Desert Isle Keeper
In the Bleak Midwinter
After hearing reviewers and readers alike rave about Ms. Spencer-Fleming’s mysteries featuring an ex-army female Episcopalian priest, I had to give it a go. And man oh man oh man. Was I ever hooked.
Meet Reverend Clare Fergusson – 35 years old, ex-Air Force, long dirty blond hair that’s she’s always twisting into a bun, compulsively caring, and intelligent. Her faith called her from the army and into the seminary, landing her in the town of Millers Kill, in the New York Adirondacks, for which she is woefully unprepared in her red MG and suede city boots. Three weeks into her new duties, on a cold December eve, a baby is left on the doorstep of the church and the police are brought in to investigate.
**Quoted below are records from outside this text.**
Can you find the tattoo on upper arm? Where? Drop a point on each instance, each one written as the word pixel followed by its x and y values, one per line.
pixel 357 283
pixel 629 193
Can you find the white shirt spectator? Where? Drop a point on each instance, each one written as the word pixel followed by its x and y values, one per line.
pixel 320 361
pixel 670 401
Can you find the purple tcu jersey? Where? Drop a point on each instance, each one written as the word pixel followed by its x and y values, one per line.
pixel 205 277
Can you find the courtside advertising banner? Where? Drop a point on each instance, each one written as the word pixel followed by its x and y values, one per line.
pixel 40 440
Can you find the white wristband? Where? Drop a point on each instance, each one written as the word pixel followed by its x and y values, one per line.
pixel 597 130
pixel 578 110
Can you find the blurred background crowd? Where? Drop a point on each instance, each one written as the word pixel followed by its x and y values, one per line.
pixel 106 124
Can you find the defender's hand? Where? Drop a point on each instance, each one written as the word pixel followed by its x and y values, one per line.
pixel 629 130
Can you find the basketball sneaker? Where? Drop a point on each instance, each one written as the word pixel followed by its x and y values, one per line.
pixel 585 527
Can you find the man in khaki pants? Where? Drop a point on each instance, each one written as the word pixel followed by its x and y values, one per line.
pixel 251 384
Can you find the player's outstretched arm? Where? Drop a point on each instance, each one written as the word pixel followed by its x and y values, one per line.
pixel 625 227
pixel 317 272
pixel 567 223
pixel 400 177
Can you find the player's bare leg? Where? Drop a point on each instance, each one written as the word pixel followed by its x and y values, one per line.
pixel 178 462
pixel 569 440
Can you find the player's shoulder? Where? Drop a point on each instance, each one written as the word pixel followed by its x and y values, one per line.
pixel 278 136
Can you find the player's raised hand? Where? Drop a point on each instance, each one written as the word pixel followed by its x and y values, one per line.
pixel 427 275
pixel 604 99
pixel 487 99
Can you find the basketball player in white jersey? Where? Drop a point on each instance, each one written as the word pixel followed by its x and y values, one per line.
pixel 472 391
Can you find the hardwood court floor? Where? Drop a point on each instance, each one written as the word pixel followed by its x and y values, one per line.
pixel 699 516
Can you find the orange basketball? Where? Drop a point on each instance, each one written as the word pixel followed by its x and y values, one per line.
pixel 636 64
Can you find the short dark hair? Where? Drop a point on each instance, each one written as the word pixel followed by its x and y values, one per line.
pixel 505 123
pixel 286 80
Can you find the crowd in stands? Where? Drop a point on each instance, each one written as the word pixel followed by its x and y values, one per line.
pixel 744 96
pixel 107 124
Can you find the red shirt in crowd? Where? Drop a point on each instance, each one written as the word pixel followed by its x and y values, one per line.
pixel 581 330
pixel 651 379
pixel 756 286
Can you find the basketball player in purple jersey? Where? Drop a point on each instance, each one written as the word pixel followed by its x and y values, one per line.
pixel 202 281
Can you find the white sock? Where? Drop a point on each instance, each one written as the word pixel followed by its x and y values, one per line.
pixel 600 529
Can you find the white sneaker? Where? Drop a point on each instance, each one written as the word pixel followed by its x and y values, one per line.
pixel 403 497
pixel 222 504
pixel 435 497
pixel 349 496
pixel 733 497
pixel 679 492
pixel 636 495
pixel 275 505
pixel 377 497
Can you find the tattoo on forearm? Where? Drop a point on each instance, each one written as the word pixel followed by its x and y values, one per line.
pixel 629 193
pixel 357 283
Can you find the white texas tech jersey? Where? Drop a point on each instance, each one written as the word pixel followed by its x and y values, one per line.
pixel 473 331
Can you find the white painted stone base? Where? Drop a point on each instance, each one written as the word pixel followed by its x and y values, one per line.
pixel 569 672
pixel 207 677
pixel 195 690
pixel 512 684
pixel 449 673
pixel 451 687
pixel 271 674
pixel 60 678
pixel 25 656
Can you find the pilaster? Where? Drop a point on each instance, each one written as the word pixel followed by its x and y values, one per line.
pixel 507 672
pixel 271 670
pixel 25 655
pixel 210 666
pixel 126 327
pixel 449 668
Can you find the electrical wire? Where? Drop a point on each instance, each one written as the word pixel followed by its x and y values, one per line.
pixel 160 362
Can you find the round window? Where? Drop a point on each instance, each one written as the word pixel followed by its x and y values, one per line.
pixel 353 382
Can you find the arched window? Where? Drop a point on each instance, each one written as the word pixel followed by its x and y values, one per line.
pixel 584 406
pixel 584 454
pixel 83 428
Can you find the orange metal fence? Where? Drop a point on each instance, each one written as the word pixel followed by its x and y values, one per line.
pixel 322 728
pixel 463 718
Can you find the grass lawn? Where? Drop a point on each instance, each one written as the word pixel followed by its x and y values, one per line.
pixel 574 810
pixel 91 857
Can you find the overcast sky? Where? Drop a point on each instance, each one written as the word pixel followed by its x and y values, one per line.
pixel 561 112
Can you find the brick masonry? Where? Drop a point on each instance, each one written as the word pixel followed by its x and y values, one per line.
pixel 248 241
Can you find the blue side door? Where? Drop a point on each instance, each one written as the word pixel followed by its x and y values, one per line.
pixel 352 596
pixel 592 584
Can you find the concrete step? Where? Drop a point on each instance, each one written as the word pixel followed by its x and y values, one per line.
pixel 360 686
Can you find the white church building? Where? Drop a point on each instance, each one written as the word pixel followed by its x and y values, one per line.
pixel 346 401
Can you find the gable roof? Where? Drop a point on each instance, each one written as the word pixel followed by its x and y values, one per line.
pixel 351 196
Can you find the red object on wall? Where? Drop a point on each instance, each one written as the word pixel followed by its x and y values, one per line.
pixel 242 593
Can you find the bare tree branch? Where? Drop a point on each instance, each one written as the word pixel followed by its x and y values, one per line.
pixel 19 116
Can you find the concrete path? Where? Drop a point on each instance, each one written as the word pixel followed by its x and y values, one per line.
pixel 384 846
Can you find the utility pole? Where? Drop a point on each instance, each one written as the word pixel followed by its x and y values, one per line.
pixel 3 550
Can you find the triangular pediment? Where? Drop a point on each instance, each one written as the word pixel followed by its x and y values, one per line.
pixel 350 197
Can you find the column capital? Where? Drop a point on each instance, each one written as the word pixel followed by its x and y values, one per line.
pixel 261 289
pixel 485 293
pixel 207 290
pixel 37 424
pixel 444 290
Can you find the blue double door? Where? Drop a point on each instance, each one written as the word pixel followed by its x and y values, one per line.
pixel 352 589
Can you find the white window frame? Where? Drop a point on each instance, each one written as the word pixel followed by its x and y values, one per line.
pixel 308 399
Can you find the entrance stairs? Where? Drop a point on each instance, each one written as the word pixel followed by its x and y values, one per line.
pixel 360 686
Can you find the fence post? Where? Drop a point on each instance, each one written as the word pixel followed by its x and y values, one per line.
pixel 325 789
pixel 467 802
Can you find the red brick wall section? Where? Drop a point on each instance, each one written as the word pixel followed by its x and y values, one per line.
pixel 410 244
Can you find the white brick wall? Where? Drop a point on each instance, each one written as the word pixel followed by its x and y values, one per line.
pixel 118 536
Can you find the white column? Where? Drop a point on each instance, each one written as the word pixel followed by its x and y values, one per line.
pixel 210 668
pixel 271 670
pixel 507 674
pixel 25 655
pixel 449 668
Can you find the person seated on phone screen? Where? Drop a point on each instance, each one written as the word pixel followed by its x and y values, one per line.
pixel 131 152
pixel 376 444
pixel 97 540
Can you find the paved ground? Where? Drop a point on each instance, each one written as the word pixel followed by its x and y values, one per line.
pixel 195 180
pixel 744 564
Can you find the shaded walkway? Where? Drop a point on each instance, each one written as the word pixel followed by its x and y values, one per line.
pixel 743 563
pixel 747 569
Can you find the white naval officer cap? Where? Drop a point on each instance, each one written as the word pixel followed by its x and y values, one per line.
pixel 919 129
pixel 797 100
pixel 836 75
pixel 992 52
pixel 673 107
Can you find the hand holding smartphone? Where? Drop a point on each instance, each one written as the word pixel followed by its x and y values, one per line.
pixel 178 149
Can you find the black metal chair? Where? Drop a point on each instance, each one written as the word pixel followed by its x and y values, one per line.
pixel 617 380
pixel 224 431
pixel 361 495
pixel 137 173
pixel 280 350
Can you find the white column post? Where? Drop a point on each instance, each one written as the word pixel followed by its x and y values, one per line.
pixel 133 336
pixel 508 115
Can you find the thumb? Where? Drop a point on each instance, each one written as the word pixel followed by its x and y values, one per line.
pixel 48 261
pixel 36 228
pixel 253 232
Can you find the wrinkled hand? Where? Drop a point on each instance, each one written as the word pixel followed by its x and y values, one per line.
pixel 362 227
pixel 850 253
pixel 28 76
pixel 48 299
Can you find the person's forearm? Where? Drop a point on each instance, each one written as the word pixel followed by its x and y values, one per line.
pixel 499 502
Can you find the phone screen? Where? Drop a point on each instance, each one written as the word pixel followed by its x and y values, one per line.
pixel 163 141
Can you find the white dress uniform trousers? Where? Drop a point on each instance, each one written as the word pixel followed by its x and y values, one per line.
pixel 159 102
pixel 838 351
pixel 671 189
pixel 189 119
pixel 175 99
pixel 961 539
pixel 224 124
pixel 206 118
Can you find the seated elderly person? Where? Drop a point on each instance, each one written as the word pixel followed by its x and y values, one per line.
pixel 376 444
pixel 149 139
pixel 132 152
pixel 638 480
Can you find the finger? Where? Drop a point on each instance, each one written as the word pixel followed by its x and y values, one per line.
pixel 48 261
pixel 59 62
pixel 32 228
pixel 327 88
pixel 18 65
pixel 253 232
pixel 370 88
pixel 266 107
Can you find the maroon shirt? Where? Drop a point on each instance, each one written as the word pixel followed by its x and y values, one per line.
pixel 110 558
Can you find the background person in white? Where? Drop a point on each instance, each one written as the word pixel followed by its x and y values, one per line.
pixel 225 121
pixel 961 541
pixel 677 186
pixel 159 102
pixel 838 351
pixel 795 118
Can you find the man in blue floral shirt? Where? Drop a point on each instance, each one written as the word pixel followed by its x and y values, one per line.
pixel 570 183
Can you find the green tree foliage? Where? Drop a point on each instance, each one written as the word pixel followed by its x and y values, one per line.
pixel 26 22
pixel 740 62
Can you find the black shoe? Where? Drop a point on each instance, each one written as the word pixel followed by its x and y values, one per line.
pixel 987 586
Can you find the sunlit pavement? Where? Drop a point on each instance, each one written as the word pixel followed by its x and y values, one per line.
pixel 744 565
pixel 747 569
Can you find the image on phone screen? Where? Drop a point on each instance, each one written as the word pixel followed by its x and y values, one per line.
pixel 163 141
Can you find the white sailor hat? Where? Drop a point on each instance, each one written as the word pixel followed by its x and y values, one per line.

Meet Chief of Police Russ Van Alstyne – 48, myopic blue eyes, ex-Military Police. He’s an ex-local come back after twenty-five years in the army and has been head honcho for five years. This new priest throws him for a loop, because not only does she end up entangled in the investigation, they quickly become very good friends. Problem is, he’s married.
At this point I’m supposed to do is tell you more about the plot, setting, characters and all that. But, frankly, I’m very loathe to do so, partially because I don’t know where to start. The plot, characters, and setting are inextricably, indelibly, yet so delicately linked together that I can’t describe one with the others, and one of the greatest pleasures of this book is allowing developments to unfold gradually. I wallowed in it.
But come on. Who am I kidding? The real draw to Ms. Spencer-Fleming’s series are Clare and Russ, two of the most fascinating, complex, troubled, and deserving protagonists I’ve ever read. Those looking for quick answers and full back-stories won’t find them here; as with the rest of the book, Clare and Russ come with difficult histories (much of which remain hidden for the time being), and there are no easy answers. They are almost complete antitheses of each other, yet it’s clear from the beginning that they are the real deal: One hundred percent, indivisible, interlocking soul mates for life. How they reconcile this with their situations and temperaments is a story I cannot wait to follow.
By now I’ve devoured – no, inhaled – all six books in the series in such a short period of time I’m ashamed to even tell you how quickly I read them. But the first book sticks out in my mind as having beautifully and evocatively introduced one small town police department, innumerable interesting secondary characters, and a couple I will follow to the very end.